Nerv getroffen! Prisca hätte keine schönere Bestätigung für Axillas Zielgenauigkeit geben können, als eben jenen kalten Blick. Entweder hatte Axilla die Aurelia damit ganz kalt erwischt, oder aber dieser Teil der Familiengeschichte war etwas, dass die Aurelia gern unter den Teppich gekehrt hätte.
So oder so, eine weise Frau hätte es damit gut sein lassen und sich damit begnügt, hier einen feinen Stich angebracht zu haben. Zu demonstrieren, dass trotz noch so hochnäsiger Worte man jederzeit dazu willens und vor allen Dingen fähig war, die Nase des Gegenübers ein paar Stockwerke tiefer zu bekommen. Nur eine kleine Machtdemonstration eben. Und sich an dem aufplusternden Getue nicht weiter zu stören sondern es nur als Untermalung des eigenen Sieges anzusehen. Nun, Axilla war nicht weise. Und schon gar nicht friedlich. Und schon weitaus wichtigere Persönlichkeiten hatten feststellen müssen, dass sie es mit ihrer Familienehre sehr genau nahm und sich bei dieser nicht beleidigen ließ. Auch nicht von scheinbar wohlmeinenden Neuadeligen.

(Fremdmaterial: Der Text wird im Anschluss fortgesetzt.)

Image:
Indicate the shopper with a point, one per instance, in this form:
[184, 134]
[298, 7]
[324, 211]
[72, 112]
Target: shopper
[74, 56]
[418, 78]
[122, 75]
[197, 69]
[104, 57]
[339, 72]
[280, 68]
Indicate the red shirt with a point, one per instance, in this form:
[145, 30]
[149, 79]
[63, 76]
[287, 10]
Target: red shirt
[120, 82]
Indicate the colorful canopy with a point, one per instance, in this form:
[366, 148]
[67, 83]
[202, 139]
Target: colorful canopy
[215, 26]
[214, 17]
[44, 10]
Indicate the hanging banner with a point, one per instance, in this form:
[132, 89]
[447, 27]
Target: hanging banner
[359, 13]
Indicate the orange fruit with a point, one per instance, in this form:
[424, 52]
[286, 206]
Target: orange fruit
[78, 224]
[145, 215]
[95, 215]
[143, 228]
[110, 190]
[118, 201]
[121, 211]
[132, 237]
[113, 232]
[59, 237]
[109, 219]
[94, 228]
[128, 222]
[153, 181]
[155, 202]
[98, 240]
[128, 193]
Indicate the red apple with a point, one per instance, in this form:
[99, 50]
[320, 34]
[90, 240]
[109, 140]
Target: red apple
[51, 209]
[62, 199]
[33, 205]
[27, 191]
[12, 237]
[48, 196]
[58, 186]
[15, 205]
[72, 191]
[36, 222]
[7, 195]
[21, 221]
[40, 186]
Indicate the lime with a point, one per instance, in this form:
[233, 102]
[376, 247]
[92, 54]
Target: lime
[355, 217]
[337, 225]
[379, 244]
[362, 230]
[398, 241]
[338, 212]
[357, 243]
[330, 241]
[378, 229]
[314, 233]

Leider aber kam Seiana zwischen Axilla und ihre direkte Antwort, die schon als giftige Bemerkung auf ihrer Zunge lag. So nahm Axilla stattdessen einen Schluck Wasser und noch ein kleines Häppchen Fleisch – man wollte ja sich nicht auch noch mit der Gastgeberin anlegen, weil diese dachte, man verschmähe ihre Gastfreundschaft – und wartete auf das Ende der Worte der Decima. Leider passte ihre eigentliche Antwort nun nicht mehr, allerdings war Axilla doch recht schmerzfrei, was politisch korrekte Höflichkeit anging, oder gar die Möglichkeit, einen Rückzieher zu machen. Ein Soldat Roms wich nicht zurück! Das hatte ihr Vater mehr als einmal gesagt. Rom weicht nicht zurück, und seine Soldaten auch nicht. Und sie war vielleicht nicht Rom und sicher kein Soldat, dennoch verlangte es ihr Stolz, keinen einzigen digitus zurückzuweichen.

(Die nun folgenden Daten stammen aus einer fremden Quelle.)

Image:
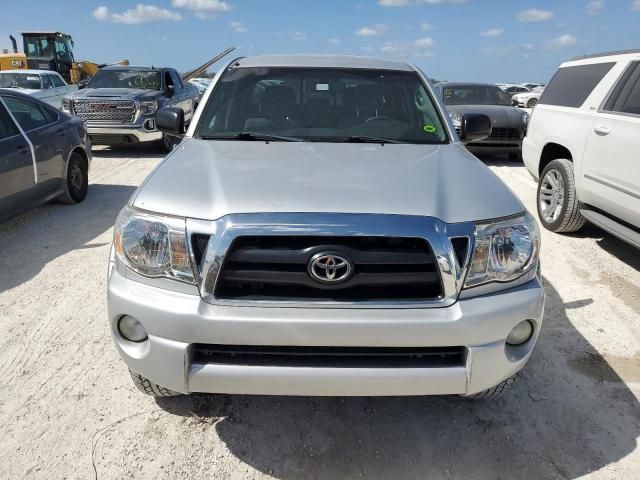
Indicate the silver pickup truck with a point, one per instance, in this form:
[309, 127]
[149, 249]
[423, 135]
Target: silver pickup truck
[321, 230]
[120, 103]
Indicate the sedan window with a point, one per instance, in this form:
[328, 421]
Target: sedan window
[7, 127]
[29, 114]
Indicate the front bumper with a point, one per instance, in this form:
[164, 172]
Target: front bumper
[121, 134]
[491, 147]
[176, 321]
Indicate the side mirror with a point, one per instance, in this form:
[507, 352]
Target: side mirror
[475, 127]
[170, 120]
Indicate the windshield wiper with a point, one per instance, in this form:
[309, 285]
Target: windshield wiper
[367, 139]
[252, 136]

Mit leichtem Amüsement, das aus ihrer Stimme beim Reden herauszuhören war, wandte sie sich ganz ruhig und überaus freundlich an Prisca. “Wie Decima Seiana schon sagte, für die Acta Diurna benötigt man so etwas wie ein wenig Grundneugier. Und gerade, weil ich Iunia bin, interessiert es mich natürlich, was neuerdings an Familien aufsteigt und was nicht. Auch wenn ich Händler aus Syria nun nicht dem Pöbel zuordnen würde.“
Sicher, Prisca hatte das, was sie gesagt hatte, nicht so gemeint. Aber sie hatte in einem Atemzug die eigenen plebejischen Wurzeln erwähnt, dass diese nichts nützten, und im nächsten Atemzug darauf hingewiesen, dass sie mit dem Plebs nur den Pöbel meinte. Man konnte also mit Fug und Recht behaupten, dass sie ihre eigenen plebejischen Wurzeln grade als solche bezeichnet hatte, die der untersten Kategorie der römischen Gesellschaft entsprangen, und das auch noch mit einem Ton, der an Abfälligkeit und Hochmut kaum zu überbieten war. Und es benötigte nicht viel Interpretationsfähigkeit, um daraus einen abfälligen Kommentar über ihre eigene Familiengeschichte herauszuhören.
“Gut, sicher sind sie keine Italiker, und nicht jeder kann auf acht Jahrhunderte Familiengeschichte zurückgreifen, oder sich bis zu den Weggefährten Aeneas zurückführen. Aber ich bin sicher, dass auch dort ehrbare Römer zu finden sind. Andernfalls würde unser Kaiser denke ich nicht so großzügig mit den Privilegien eines hohen Standes sein.“
Zuckersüß, unschuldig, sogar die Aurelia ein wenig in Schutz nehmend. Ja, Axilla war durchaus zufrieden mit sich. Ob die Aurelia sie leiden mochte oder nicht, war ihr hingegen vollkommen egal. In Axillas Augen hatte sie versucht, die Iunier zu beleidigen und damit dieses bisschen Spott mehr als verdient.